TiO2-Bi2Sn2O7 loaded wood for on-demand oil–water separation while efficiently degrading AO7

The escalating environmental crisis caused by persistent discharge of organic-laden oily wastewater demands revolutionary solutions integrating dual functionality for simultaneous oil–water separation and pollutant degradation. Conventional separation membranes exhibit fundamental limitations in addressing these intertwined challenges. We pioneer a groundbreaking biomass-derived sonocatalytic/phptocatalytic platform by strategically engineering natural wood. Through hydrothermal synthesis and precise TiO₂ modification of Bi₂Sn₂O₇ nanoparticles, we constructed TiO₂-Bi₂Sn₂O₇, which were seamlessly integrated into the wood matrix via spray deposition technology.
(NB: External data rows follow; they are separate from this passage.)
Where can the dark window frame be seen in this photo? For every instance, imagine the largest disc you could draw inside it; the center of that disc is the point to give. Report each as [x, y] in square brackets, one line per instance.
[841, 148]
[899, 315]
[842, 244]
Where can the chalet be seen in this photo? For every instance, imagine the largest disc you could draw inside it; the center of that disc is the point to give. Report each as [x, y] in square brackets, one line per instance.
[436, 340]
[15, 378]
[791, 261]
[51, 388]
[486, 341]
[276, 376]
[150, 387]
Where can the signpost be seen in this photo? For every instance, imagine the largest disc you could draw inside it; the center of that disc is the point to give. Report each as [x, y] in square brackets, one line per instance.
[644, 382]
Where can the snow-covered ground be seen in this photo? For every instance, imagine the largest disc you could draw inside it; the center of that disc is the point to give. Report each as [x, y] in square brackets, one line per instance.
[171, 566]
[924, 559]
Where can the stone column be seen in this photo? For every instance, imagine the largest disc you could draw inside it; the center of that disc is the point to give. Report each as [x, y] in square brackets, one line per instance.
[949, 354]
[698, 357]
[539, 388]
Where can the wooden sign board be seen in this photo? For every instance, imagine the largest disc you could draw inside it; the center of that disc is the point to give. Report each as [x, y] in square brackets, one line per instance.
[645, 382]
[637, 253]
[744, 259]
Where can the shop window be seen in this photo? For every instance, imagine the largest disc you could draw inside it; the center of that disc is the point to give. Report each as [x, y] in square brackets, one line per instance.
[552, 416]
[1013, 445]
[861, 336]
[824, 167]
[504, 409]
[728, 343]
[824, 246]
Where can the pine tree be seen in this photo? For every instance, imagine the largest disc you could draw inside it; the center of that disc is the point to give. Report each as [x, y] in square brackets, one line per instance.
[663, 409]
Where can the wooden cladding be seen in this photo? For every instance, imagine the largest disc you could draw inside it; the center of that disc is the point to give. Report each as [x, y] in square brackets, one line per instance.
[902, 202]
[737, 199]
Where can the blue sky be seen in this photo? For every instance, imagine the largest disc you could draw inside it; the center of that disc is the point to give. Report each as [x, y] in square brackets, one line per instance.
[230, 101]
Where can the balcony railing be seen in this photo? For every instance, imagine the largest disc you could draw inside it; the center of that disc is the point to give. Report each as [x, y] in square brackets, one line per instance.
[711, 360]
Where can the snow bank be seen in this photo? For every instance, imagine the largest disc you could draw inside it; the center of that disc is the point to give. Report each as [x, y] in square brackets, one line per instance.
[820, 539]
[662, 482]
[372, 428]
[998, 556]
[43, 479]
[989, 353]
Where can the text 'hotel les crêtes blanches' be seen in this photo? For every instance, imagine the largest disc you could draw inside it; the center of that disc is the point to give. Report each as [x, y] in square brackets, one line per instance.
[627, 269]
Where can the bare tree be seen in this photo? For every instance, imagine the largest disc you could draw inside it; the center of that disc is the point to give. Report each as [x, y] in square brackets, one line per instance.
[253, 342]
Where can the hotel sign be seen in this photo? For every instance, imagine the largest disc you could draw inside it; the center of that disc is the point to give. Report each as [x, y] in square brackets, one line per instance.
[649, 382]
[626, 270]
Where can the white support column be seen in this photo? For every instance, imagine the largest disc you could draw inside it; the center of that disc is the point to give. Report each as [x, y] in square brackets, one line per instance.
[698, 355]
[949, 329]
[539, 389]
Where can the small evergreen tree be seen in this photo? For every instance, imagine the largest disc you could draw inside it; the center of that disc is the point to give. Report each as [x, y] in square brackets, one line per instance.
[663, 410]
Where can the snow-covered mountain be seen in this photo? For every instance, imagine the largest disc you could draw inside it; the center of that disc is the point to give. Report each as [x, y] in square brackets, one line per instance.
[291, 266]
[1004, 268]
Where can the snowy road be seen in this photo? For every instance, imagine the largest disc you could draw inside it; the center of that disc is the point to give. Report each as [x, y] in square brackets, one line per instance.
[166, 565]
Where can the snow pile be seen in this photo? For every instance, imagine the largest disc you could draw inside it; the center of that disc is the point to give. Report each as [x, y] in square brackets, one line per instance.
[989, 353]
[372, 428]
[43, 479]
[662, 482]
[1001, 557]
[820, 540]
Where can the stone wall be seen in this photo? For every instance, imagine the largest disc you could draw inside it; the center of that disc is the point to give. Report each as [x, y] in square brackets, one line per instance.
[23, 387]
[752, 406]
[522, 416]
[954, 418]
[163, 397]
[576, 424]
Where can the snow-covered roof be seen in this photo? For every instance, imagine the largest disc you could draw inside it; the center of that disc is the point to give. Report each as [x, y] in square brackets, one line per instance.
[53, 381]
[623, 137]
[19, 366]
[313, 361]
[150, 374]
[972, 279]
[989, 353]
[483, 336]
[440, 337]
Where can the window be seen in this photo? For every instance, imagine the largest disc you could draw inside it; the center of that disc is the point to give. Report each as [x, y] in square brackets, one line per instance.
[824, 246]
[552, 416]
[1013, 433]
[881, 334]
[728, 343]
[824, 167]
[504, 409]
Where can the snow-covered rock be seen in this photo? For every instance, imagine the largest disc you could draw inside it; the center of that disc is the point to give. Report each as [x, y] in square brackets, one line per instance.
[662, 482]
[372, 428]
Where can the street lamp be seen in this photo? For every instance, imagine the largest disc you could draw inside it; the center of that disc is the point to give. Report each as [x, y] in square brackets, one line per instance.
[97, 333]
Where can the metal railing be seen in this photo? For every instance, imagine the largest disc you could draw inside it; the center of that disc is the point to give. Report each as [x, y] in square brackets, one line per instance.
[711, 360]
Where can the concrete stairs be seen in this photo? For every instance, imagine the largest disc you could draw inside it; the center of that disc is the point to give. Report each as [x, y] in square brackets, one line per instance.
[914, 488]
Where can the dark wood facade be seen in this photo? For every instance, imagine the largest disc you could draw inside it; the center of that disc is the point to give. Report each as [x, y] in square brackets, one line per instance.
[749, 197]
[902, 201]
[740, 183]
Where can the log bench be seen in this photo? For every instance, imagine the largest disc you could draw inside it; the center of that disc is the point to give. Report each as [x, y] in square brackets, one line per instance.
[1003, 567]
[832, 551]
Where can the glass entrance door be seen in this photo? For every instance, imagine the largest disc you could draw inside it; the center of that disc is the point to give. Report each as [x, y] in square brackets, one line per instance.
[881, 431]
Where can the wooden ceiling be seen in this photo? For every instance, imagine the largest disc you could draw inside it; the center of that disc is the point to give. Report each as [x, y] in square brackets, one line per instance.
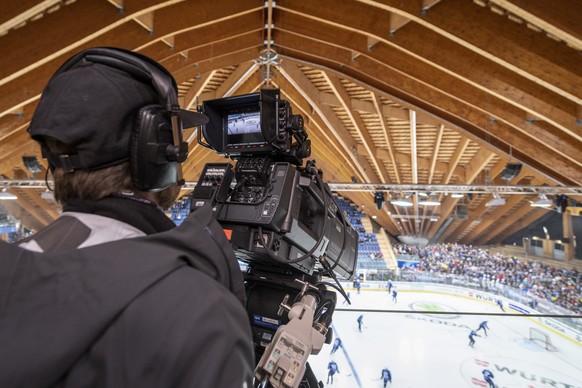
[392, 92]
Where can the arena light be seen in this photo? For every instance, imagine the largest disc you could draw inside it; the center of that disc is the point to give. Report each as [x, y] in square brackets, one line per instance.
[5, 195]
[543, 201]
[496, 201]
[429, 201]
[401, 201]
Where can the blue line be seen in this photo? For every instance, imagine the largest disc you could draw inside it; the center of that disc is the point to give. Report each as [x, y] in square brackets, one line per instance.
[349, 360]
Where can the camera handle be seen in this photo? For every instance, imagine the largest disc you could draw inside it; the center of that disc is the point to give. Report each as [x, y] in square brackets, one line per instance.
[284, 361]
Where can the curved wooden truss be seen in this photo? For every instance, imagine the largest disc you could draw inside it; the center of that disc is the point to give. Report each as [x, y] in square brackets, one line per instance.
[422, 92]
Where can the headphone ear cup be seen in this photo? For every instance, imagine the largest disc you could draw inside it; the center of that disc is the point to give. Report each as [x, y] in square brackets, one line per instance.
[152, 133]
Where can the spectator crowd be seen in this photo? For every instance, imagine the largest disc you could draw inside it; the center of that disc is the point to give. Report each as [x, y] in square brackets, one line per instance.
[561, 286]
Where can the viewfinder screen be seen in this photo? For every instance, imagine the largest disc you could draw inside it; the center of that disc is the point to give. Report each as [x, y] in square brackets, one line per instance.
[244, 129]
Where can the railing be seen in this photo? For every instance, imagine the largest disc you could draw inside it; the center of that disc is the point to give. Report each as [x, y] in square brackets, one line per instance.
[539, 304]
Capitalizing on wood’s unique anisotropic porosity and eco-friendly characteristics, our bio-inspired design achieves unprecedented performance that robust hydrophobicity, exceptional oil–water separation efficiency (97% retention after 15 rigorous cycles), and remarkable environmental resilience maintaining functionality under extreme conditions.

Most strikingly, we developed a stimuli-responsive system where acrylic acid functionalization enables dynamic, reversible toggling between hydrophobic/lipophilic and hydrophilic/oleophobic states − a critical advancement for adaptive wastewater treatment. The engineered smart wood possessed superior underwater oleophobic (146.3 ± 2.74° removal angle), and synergistic sonocatalytic degradation (95 % AO7 dye elimination in 60 min under ultrasonication). This work establishes a new paradigm for sustainable water purification technologies, showcasing wood’s transformative potential as a multifunctional platform. Our TiO₂-Bi₂Sn₂O₇ wood composite represents a quantum leap in wastewater treatment, offering intelligent on-demand separation, simultaneous pollutant mineralization, and scalable green manufacturing-addressing critical gaps in current environmental remediation strategies.